Adaptability is a key weapon in the arsenal of any business. After all, those organisations that fail to have a little breathing room in their practices will likely limit their success. In terms of enterprise technology, scalability is always being talked about as a must.
While it's easy to see why malleability is crucial in terms of wider infrastructure, how can it be equated to better business intelligence?
Strategic, real-time decisions
Edge analytics is a new kind of data interpretation that's centred on being situational, allowing the company to make decisions in real-time.
In the simplest terms, edge analytics possess three characteristics, according to Gartner:
- Advanced. They utilise predictive algorithms to allow businesses to make assessments on what has – or will – happen.
- Pervasive. Edge analytics are embedded across the entirety of the company. As a result, they offer more encompassing insights.

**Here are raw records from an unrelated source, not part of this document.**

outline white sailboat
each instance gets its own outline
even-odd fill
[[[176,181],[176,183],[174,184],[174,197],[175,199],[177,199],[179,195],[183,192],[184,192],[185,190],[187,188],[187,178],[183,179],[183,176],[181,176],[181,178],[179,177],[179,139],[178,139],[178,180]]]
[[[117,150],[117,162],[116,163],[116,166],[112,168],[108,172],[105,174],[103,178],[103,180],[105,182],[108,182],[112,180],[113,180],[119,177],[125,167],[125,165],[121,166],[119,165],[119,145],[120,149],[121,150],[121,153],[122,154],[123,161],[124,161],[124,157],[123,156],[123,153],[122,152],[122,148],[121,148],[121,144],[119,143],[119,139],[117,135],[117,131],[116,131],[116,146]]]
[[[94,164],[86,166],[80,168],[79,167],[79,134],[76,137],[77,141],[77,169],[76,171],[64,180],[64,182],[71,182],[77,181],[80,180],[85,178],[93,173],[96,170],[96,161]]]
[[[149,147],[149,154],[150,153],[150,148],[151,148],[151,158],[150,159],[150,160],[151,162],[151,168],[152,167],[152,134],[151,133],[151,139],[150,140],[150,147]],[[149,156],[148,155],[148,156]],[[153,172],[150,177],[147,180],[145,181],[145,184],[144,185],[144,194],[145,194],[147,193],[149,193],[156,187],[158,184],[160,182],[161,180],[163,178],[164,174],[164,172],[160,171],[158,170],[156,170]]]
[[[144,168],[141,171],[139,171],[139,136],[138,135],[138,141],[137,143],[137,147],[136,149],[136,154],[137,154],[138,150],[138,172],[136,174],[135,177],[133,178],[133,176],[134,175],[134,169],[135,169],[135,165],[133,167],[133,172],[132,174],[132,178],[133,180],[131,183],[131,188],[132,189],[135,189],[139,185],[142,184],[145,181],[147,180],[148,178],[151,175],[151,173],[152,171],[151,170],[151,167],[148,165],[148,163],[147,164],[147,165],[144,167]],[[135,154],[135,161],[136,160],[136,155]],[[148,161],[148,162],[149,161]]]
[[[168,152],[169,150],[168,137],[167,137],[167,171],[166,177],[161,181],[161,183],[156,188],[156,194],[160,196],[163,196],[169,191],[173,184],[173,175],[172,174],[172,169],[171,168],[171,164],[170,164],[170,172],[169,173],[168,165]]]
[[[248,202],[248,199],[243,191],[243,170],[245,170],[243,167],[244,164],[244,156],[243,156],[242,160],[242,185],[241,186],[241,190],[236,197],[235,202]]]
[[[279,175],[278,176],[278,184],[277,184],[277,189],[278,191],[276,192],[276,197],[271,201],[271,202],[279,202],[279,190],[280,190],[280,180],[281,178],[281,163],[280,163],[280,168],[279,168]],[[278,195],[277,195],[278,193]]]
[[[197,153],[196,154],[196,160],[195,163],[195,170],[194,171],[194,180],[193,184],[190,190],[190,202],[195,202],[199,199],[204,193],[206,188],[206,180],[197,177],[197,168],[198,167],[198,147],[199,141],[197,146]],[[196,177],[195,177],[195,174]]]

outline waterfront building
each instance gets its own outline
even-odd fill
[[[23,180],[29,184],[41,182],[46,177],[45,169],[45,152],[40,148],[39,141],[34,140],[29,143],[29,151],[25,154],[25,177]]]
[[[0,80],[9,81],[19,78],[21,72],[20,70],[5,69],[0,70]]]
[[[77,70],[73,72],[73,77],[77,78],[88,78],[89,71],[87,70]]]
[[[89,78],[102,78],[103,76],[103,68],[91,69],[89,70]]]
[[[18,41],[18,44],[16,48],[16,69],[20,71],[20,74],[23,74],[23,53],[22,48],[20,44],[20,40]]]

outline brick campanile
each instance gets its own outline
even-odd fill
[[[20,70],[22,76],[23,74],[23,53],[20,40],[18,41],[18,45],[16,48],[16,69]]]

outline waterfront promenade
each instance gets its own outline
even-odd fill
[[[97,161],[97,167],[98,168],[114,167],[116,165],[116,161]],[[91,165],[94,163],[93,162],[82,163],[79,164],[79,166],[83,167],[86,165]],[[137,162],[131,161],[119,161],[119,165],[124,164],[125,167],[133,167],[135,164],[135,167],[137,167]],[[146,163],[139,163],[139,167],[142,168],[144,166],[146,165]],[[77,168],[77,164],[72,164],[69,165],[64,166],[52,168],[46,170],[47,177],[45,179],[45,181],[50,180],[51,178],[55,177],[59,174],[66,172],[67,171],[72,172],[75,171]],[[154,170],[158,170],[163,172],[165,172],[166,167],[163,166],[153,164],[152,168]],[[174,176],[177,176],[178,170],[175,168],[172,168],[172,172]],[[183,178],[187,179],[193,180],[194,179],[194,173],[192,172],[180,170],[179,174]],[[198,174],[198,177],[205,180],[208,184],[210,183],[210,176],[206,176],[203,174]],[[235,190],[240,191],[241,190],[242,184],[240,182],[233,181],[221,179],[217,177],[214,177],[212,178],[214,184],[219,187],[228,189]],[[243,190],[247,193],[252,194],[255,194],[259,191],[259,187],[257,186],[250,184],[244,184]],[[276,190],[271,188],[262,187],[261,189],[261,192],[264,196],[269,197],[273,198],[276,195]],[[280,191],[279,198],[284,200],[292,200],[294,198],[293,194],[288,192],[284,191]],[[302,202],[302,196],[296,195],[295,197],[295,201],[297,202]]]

- Invisible. Linked with the above, they operate autonomously and in the background, providing a constant stream of mission critical information.
Edge analytics and strategy
As research from McKinsey & Company pointed out, the best strategic planning processes will highlight the critical decisions that the business has to make. This is where edge analytics come into their own.
Not only will more advanced and encompassing data processing allow enterprises to garner better insights, they will be able to do so more quickly, too.
Of course, this will mean that organisations have to update their infrastructures to ensure they have the right tools in place, but the costs of doing so will likely be outweighed by the eventual gains.
While there is constantly chatter about the latest and greatest that business intelligence has to offer, if more companies begin to embrace edge analytics, it will likely become the norm going forward.